Yes, I had backups everywhere. Across providers, in different countries. But I built a system tied to my AWS account number, my instances, my IDs, my workflows.
When that account went down, all those “other” backups were just dead noise encrypted forever.
Bringing them up to the story only invites the 'just use your other backups' fallback, and ignores the real fragility of centralized dependencies.
It is like this: the UK still maintains BBC Radio 4’s Analogue Emergency Broadcast—a signal so vital that if it’s cut, UK nuclear submarines and missile silos automatically trigger retaliation. No questions asked. That's how much stakes they place on a reliable signal.
If your primary analogue link fails, the world ends. That's precisely how I felt when AWS pulled my account, because I’d tied my critical system to a single point of failure.

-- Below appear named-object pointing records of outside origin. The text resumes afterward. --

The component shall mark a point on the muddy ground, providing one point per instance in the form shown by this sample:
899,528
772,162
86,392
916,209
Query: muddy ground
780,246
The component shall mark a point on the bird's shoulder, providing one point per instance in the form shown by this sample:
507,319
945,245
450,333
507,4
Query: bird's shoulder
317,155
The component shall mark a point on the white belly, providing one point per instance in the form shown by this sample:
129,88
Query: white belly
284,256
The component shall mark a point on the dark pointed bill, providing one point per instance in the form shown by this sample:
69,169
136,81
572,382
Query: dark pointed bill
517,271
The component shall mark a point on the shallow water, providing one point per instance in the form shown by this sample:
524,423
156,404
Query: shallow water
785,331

If the account was just Read only, i will waited because i could have access to my data and rotated keys.
AWS is the apex cloud provider on the planet. This isnt about redundancy or best practices.
it's about how much trust and infrastructure we willingly lend to one system.

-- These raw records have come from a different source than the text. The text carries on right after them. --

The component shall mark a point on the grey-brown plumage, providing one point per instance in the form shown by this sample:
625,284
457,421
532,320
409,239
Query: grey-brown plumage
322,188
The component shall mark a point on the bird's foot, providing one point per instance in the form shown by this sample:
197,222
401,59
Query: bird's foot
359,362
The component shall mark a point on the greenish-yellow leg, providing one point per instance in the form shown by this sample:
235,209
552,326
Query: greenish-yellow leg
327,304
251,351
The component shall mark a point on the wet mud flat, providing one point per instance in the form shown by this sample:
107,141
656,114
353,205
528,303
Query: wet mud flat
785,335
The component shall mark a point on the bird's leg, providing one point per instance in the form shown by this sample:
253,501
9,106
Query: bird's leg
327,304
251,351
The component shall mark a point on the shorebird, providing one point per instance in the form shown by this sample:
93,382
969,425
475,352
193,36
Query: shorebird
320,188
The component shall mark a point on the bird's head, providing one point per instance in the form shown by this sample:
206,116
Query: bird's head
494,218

Remember that if BBC Radio 4 signal get to fail for some reasons, the world will get nuked, only cockroaches will survive… and your RDS and EC2 billing fees.
> When that account went down, all those “other” backups were just dead noise encrypted forever.

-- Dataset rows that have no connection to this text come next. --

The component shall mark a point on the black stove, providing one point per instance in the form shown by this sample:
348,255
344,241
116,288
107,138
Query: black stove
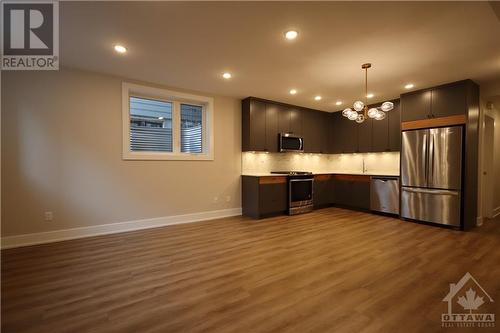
300,191
292,173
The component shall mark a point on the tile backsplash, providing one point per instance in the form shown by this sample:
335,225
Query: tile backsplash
382,163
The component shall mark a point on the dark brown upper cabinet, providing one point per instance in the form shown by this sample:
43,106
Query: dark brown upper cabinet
289,119
380,136
416,105
365,135
349,135
449,100
343,135
253,125
315,131
395,127
386,132
441,101
323,132
272,128
334,139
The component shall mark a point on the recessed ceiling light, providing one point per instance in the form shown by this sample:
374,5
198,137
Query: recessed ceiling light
120,48
291,34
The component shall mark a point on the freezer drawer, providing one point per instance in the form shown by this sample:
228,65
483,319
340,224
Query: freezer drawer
437,206
384,195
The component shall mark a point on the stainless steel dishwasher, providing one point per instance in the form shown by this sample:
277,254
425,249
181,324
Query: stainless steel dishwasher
384,194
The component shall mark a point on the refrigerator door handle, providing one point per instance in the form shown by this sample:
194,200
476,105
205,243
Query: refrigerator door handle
430,164
426,158
436,192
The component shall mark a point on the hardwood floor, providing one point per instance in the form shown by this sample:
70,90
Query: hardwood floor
333,270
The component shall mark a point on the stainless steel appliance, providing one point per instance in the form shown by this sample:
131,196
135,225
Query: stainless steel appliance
384,194
431,175
300,191
290,142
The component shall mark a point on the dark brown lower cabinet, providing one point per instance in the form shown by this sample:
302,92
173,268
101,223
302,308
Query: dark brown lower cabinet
322,191
351,191
264,196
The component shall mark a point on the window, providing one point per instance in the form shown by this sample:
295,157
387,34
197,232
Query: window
165,125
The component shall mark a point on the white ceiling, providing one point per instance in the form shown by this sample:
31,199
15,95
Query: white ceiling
188,45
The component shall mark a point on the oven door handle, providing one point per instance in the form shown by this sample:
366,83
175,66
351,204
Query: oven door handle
302,180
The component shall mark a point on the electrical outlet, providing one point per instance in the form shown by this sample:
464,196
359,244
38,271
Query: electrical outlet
49,216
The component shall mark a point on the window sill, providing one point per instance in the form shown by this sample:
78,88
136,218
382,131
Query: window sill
150,156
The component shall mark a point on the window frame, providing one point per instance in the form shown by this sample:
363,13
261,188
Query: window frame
176,98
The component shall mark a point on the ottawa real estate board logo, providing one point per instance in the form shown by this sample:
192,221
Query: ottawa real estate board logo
30,35
469,305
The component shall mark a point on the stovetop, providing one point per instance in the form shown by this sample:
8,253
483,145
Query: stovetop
292,173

How and why? Are you saying you had encrypted backups on other providers, but... Didn't keep the encryption keys to those backups somewhere handy and unencrypted? Why not? Can you even call that “backups”?
BTW, this is the first time in all this saga I've seen you mention other providers. Smells fishy.
> AWS is the apex cloud provider on the planet. This isnt about redundancy or best practices.
Sorry, but it is absolutely and undeniably not!
I don't think it's accurate to portray AWS as the underlying infrastructure of the internet on the planet at all.
Speaking of the "planet", here's a sample statistics for .ru ccTLD on web hosting usage across the 1 million domain names in the zone — one of the top-10 ccTLD zones on the planet:
Amazon is dead last #30 with 0.46% of the market; the data is for December 2021, so, it's before any payment issues that would only originate in March 2022, and which would take weeks/months/years to propagate.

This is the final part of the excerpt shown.